Open Andy-Mielk opened 1 month ago

Andy-Mielk commented 1 month ago

Hello, I'm studying the DreamerV1 implementation in your repository, and I have a question about how the weights are synchronized between the player and the main models (world_model, actor). In the build_agent function, I see that the player is initialized with deep copies of the main model components:

    player = PlayerDV1(
        copy.deepcopy(world_model.encoder), 
        copy.deepcopy(world_model.rssm.recurrent_model),
        copy.deepcopy(world_model.rssm.representation_model),
        copy.deepcopy(actor),  
        actions_dim,
        cfg.env.num_envs,
        cfg.algo.world_model.stochastic_size,
        cfg.algo.world_model.recurrent_model.recurrent_state_size,
        fabric_player.device,
    )

Then, the weights are copied from the main models to the player:

    for agent_p, p in zip(world_model.encoder.parameters(), player.encoder.parameters()):
        p.data = agent_p.data
    for agent_p, p in zip(world_model.rssm.recurrent_model.parameters(), player.recurrent_model.parameters()):
        p.data = agent_p.data
    for agent_p, p in zip(world_model.rssm.representation_model.parameters(), player.representation_model.parameters()):
        p.data = agent_p.data

If I understand correctly, the player is responsible for the environment interaction, so its weight must be same as the world model and actor along with their update.

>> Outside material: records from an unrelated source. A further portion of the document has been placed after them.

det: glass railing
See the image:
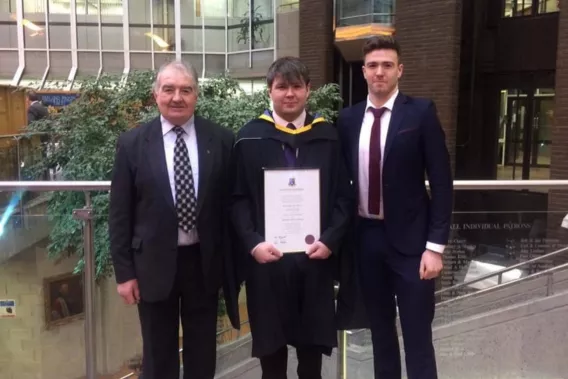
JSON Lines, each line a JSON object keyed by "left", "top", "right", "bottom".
{"left": 335, "top": 0, "right": 395, "bottom": 27}
{"left": 2, "top": 180, "right": 568, "bottom": 379}
{"left": 343, "top": 181, "right": 568, "bottom": 379}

However, this appears to be a one-time copy rather than a continuous synchronization. I'm wondering: How are the player's weights kept in sync with the main models during training?

Thank you for your time!

michele-milesi commented 1 month ago

Hi @Andy-Mielk, thanks for your question. The weights of the player are the same of the weights in the world model. The agent_p.data is a tensor, so, every time you update the world model weights, the player will read the updated weights of the world model: they share the tensors of the weight, and they point to the same object.